1. Herleitung des Ansatzes: Wie lassen sich "Geschlecht" und "Männlichkeit" in der filmischen Darstellung begreifen?: Dieses Kapitel legt die theoretische Basis durch soziologische Konzepte von Geschlecht, Habitus und Männlichkeit, um eine analytische Grundlage für die Filmanalyse zu schaffen.
2. Die Bestie im goldenen Käfig: Patrick Bateman in AMERICAN PSYCHO: Das Kapitel untersucht den Film hinsichtlich formaler Aspekte und analysiert Patrick Batemans hegemonialen Habitus, der in einer tiefen Krise und habituellen Unsicherheit mündet.
3. Die Angst, ein "Freak" zu sein oder: Das Glück liegt in den kleinen Dingen: Männlichkeitskonstruktionen in AMERICAN BEAUTY: Hier wird der Film AMERICAN BEAUTY analysiert, wobei Lester Burnhams und Ricky Fitts' alternative Männlichkeitskonstruktionen den traditionellen, krisenhaften Modellen gegenübergestellt werden.

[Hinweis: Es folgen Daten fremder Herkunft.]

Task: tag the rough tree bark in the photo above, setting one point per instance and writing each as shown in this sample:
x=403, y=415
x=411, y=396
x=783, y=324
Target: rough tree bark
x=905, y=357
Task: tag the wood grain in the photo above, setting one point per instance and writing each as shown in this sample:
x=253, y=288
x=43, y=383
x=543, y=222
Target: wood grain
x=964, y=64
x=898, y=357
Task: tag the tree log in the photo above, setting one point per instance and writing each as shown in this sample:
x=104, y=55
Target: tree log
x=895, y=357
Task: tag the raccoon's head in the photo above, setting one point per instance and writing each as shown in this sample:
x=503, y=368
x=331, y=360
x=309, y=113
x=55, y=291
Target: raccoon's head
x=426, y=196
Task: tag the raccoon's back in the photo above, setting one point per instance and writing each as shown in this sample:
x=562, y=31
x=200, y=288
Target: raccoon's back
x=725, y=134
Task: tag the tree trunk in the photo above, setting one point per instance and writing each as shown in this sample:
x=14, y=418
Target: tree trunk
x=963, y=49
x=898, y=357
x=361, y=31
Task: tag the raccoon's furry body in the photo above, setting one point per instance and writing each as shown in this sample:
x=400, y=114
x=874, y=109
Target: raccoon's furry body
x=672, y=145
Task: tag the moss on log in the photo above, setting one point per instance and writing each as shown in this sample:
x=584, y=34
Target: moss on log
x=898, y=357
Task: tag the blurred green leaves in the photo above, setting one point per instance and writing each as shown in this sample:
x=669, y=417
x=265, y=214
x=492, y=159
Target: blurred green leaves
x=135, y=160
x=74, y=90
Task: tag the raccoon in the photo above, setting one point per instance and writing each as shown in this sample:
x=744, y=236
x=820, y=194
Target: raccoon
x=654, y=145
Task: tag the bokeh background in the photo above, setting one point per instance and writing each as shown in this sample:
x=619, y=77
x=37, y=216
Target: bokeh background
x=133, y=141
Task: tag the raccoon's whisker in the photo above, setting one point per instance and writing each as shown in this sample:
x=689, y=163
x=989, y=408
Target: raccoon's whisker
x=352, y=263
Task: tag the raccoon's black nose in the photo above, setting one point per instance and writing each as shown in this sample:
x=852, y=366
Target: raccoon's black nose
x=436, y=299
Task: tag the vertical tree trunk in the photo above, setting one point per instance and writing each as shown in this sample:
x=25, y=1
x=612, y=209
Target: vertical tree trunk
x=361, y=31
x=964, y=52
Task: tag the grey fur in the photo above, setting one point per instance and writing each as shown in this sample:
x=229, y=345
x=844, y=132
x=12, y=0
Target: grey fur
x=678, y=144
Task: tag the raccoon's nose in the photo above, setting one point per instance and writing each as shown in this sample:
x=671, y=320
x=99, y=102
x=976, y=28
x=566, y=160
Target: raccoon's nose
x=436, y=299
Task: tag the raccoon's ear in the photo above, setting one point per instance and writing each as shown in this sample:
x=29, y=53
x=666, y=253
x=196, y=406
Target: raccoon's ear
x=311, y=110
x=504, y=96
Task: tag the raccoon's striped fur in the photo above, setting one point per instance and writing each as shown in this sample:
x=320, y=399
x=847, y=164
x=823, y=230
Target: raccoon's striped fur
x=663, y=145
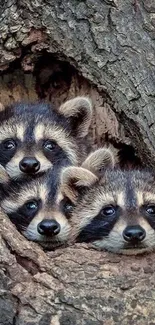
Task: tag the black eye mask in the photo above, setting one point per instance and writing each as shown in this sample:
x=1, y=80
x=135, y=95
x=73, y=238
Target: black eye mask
x=25, y=214
x=100, y=226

4. "Soap, Mayham, Mischief" – Von der Depression zur Weltrevolution: Männlichkeiten in FIGHT CLUB: Dieses Kapitel behandelt die Spaltung der Identität in FIGHT CLUB als zentrales Motiv und untersucht die Eskalation vom individuellen "Nullpunkt" hin zum Totalitarismus des "Projekt Chaos".
5. Fazit: Das Fazit fasst die Ergebnisse der Filmanalysen zusammen und reflektiert die Rolle des Hollywood-Kinos bei der Thematisierung gesellschaftlicher Krisen und Männlichkeitskonzepte.

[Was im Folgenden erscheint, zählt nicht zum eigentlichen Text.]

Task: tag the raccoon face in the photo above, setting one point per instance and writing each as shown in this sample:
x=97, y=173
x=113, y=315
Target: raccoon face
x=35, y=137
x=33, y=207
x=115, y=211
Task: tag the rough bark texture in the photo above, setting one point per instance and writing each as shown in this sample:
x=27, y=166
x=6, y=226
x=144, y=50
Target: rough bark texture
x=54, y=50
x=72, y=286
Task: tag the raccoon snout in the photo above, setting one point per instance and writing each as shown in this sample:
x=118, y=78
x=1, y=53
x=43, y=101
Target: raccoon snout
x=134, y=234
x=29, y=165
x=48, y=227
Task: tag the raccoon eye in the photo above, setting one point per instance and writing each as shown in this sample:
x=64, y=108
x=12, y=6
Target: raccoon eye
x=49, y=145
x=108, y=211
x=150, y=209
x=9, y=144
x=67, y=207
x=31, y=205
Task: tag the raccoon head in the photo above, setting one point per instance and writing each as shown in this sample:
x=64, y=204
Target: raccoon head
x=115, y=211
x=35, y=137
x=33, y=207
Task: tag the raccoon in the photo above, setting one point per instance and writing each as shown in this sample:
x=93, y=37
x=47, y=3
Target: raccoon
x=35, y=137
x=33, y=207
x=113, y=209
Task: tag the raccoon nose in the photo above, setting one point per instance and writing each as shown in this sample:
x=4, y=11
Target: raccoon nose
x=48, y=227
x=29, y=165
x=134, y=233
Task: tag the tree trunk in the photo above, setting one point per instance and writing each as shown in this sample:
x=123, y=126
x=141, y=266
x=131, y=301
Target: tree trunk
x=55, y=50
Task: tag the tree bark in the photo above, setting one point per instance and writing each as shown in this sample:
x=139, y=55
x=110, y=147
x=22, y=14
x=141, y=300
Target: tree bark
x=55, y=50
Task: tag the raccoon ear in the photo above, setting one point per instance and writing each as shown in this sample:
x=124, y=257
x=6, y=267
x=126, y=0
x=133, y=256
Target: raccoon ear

Männlichkeit, Hegemonie, Geschlecht, Krise, Habitus, doing gender, American Psycho, American Beauty, Fight Club, Film, Soziologie, Konsum, Identität, Macht, Filmästhetik
Die Magisterarbeit untersucht das gesellschaftliche und individuelle Phänomen der "Krise der Männlichkeit" anhand von drei populären Hollywoodfilmen der 90er Jahre.
Zentrale Themen sind soziologische Theorien zu Männlichkeit (nach u.a. Connell und Meuser), die Konstruktion von Geschlechteridentitäten durch mediale Inszenierung und der Umgang mit Identitätskrisen in modernen Gesellschaften.
Ziel ist es aufzuzeigen, wie Filme als kulturelle Produkte Diskurse über Männlichkeit widerspiegeln und welche Lösungskonzepte für habituelle Krisen sie den Zuschauern anbieten.
Die Arbeit nutzt eine kulturwissenschaftliche Filmanalyse, die soziologische Konzepte (Habitus, Doing Gender) mit formaler Filmanalyse (Dramaturgie, Mise-en-Scène, Kamera) verknüpft.
Der Hauptteil gliedert sich in drei große Analysen zu den Filmen AMERICAN PSYCHO, AMERICAN BEAUTY und FIGHT CLUB, wobei jeweils die formalen Gestaltungsmittel und inhaltliche Interpretationen der männlichen Hauptfiguren im Fokus stehen.
Schlüsselbegriffe sind unter anderem hegemoniale Männlichkeit, habituelle Unsicherheit, Konsumgesellschaft, Identitätskrise und die filmische Konstruktion von Geschlecht.
Bateman wird als Prototyp bezeichnet, weil er die Ideale der US-amerikanischen Erfolgsgesellschaft (High Society) perfekt verkörpert, aber gleichzeitig an der resultierenden inneren Leere und dem gnadenlosen Konkurrenzdruck leidet.
FIGHT CLUB wird im Gegensatz zu den anderen Filmen über die Identitätsspaltung des Protagonisten in zwei Anteile (Jack und Tyler) analysiert, was eine spezifische Interpretation von Männlichkeit als Kampf mit sich selbst ermöglicht.